В головах невероятная каша у людей. Невероятная. Деньги обесцениваются. Плохо? – плохо. Больницы закрываются. Плохо? – очень плохо. Вот у нас больницу закрыли. Власть хорошая? – хорошая.

А. Венедиктов

― Чего же тут жалко-то.

А. Макаревич

― Чего-то у них не склеивается. Ну жалко убогих всегда.

А. Венедиктов

― Многовато их развелось-то.

А. Макаревич

― Ну да.

Л. Рябцева

― А себя вам не жалко?

А. Макаревич

― Себя? Себя жалеть последнее дело вообще.

Л. Рябцева

― Вы не боитесь войны?

А. Макаревич

― Боюсь, конечно.

Л. Рябцева

― Между кем и кем она больше всего вероятна.

А. Макаревич

― Это неважно. Вообще война это ужасно, когда люди убивают людей, это ужасно. Когда это происходит в непосредственной близости от твоего дома это ужасно вдвойне. Хотя это уже субъективные ощущения. Потому что ужасно это и там и там.

Л. Рябцева

― Сейчас идет война?

А. Макаревич

― Увы, идет.

Л. Рябцева

― Внутри страны.

А. Макаревич

― Внутри страны она пока не идет. Но она очень недалеко.

А. Венедиктов

― Почему ты так считаешь?

А. Макаревич

― Потому что она идет на Украине. Вот интересное дело, сколько в этой Донецкой, Луганской области живет народу. Миллиона, наверное, два.

А. Венедиктов

― Нет, там больше, 5 миллионов суммарно. А вот там, где идут военные действия, там 3 миллиона, миллион уехал.

А. Макаревич

― Ополченцев этих ребят с автоматами тысяч 30.

А. Венедиктов

― Ну да.

А. Макаревич

― Понимаете, значит, несоизмеримо большая часть гражданского населения хочет мира, а не войны.

А. Венедиктов

― Это понятно. К гадалке не ходить.

А. Макаревич

― Значит, они стали заложниками вот этой истории. И еще я скажу ужасную вещь. Которая многих слушателей возмутит. Для того чтобы вести боевые действия, нужны как минимум какие-то боеприпасы. Вранья масса с обеих сторон. Идет информационная война. Украинцы говорят, что там воюют наши, наши заявляют, что там наших нет. Но вот я смотрю на карту и думаю, вот этим ополченцам, а где им брать боеприпасы.
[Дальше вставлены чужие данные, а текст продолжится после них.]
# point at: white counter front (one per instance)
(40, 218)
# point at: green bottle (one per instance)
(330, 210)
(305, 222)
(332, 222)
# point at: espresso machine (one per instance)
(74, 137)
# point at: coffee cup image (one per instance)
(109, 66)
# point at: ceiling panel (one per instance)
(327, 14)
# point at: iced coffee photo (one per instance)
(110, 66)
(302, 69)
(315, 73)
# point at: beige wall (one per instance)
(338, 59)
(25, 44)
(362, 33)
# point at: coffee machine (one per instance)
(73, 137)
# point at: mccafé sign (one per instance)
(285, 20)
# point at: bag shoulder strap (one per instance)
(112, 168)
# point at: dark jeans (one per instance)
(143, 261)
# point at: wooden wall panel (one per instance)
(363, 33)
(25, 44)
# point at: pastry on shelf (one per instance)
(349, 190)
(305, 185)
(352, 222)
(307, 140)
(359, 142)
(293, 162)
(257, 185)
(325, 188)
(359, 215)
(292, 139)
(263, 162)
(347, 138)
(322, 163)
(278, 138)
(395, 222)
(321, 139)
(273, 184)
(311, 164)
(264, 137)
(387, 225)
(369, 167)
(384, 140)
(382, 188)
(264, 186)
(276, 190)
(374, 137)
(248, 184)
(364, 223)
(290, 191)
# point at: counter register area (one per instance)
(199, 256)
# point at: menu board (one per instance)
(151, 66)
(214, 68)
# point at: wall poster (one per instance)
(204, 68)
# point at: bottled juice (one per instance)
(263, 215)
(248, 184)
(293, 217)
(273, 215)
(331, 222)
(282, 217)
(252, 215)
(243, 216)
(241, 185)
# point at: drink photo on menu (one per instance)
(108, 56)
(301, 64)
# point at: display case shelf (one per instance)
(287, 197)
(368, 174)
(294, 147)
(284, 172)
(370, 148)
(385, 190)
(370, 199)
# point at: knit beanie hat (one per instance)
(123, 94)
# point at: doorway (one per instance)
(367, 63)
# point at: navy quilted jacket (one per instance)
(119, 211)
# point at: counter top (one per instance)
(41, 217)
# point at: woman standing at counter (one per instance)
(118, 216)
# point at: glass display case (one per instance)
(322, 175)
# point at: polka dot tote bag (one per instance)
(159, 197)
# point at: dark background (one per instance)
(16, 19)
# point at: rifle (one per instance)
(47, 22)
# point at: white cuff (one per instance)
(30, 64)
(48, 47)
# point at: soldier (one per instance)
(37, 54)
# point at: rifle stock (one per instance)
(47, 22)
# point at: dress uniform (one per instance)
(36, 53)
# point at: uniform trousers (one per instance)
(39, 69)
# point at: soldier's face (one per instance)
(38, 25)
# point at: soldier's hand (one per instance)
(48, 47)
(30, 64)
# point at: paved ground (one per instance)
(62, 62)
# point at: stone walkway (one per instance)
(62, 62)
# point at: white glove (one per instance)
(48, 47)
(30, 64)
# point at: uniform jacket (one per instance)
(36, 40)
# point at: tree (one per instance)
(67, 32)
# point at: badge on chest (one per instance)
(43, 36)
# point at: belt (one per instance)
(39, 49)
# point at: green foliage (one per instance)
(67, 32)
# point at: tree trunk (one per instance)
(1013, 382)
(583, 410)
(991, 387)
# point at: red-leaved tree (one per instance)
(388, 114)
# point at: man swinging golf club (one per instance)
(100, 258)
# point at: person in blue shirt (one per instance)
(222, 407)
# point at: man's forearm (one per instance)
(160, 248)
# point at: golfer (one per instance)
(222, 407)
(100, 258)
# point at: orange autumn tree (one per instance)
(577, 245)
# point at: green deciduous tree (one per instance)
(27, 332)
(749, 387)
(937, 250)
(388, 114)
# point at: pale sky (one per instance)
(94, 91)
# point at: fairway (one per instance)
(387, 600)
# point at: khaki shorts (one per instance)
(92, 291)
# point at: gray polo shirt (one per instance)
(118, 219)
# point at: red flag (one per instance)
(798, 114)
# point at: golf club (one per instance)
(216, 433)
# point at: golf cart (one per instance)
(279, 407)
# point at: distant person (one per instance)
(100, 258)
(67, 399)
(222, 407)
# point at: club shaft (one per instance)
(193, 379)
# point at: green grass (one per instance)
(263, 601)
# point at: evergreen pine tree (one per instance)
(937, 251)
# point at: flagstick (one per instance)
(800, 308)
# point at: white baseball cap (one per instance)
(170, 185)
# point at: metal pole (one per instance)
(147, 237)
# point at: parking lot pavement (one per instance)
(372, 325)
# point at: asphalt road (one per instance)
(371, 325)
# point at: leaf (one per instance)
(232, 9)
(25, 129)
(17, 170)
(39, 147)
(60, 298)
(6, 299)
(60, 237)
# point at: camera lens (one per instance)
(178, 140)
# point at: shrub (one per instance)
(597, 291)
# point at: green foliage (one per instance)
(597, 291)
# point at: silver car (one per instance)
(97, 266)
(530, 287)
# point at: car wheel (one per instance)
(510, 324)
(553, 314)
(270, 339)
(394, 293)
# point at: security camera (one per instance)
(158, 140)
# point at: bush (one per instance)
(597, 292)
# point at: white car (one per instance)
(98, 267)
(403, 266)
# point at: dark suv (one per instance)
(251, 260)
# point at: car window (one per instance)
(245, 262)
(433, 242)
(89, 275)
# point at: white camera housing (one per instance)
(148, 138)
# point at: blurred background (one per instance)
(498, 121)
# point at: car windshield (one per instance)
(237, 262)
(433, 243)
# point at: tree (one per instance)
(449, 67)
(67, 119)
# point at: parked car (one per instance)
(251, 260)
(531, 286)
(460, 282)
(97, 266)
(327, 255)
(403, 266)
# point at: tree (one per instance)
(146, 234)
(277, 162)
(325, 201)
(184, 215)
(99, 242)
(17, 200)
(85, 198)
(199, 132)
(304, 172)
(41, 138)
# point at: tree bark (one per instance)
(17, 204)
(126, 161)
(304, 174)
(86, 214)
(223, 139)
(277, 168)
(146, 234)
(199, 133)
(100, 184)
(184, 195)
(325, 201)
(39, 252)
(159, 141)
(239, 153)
У них с одной стороны Украина, а с другой мы.

А. Венедиктов

― Говорят трофеи украинской армии.

А. Макаревич

― А, сколько трофеев у них.

А. Венедиктов

― Молодцы.

А. Макаревич

― Да. Вот как только конвои будут гуманитарными и все, война закончится через три дня.

А. Венедиктов

― Это такой мне кажется наивный взгляд. Я думаю, что теперь война там надолго. Стрельба там надолго.

А. Макаревич

― Чем стрелять будут?

А. Венедиктов

― Ой, там же теперь можно замечательно торговать оружием. Там границ нет, побережье свободно. Контрабанда. Сейчас туда ринутся все оружейные бароны. Все колумбийские бароны.

А. Макаревич

― Либо через Россию это будут делать…

А. Венедиктов

― Побережье теперь свободно. Нет там украинских пограничников, нет российских пограничников. Ребята, дыра. Ура, бабки зарабатывать. Оружие. Наркотики. Просто надолго. Я почему говорю, другие интересы пришли. Неисчерпаемые. Не согласен?

А. Макаревич

― Возможно.

А. Венедиктов

― И тогда?

А. Макаревич

― Если надолго, будет вот так тянуться, как тянется сейчас. Рубль будет падать дальше…

А. Венедиктов

― Слушай, прекрати тут нагонять.

А. Макаревич

― Идиотизм у нас будет крепчать.

А. Венедиктов

― Это всегда.

А. Макаревич

― Все может измениться к лучшему только с остановкой военных действий там. Дальше начнутся разговоры про территории, про Крым опять, это понятно, но это будут уже разговоры.